Because of this support for research and discovery in biomedical engineering, the Biomedical Engineering Department awaits approval by the state Board of Regents to change its name to the UI Roy J. Carver Department of Biomedical Engineering.

“The Carver Charitable Trust has demonstrated its unwavering commitment to the elevating research that addresses the most pressing human-health issues,” UI President Bruce Harreld said in a press release. “We are incredibly thankful for our partnership.”

The $12 million will be dedicated to additional research by the department to find solutions for the growing issues of lung disease and respiratory disorders.

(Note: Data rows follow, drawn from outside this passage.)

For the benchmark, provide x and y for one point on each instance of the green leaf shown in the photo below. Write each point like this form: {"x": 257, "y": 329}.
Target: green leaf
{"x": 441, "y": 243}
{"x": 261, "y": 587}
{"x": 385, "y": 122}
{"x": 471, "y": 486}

“This extraordinary commitment builds on 30 years of unsurpassed support from the Carver Charitable Trust to the UI,” President and CEO of the UI Center for Advancement Lynette Marshall said in a release. “We are grateful to the Carver Charitable Trust, which continues to build on its legacy of advancing scientific discovery and transforming lives.”

According to the release, lung disease is the third-leading cause of death in the United States, and respiratory disorders, such as asthma and bronchitis, require further research.

“This gift will help our students and faculty to develop new therapies for lung disorders such as asthma, chronic obstructive pulmonary disease, and lung cancer,” UI Biomedical Engineering Department head Joseph Reinhardt said in the release.

Research has further benefited from close collaboration with colleagues in the Carver College of Medicine, he said, allowing them to innovate based on direct medical application by experienced medical professionals.

The Carver Charitable Trust was originally founded after Roy Carver’s death; he, along with his wife, made significant contributions to the UI during his lifetime. In 2002 the Carver College of Medicine was named in the Carvers’ honor because of the Carver Charitable Trust’s support of biomedical research, UI programs and facilities, and breakthroughs in neuroscience and cardiology.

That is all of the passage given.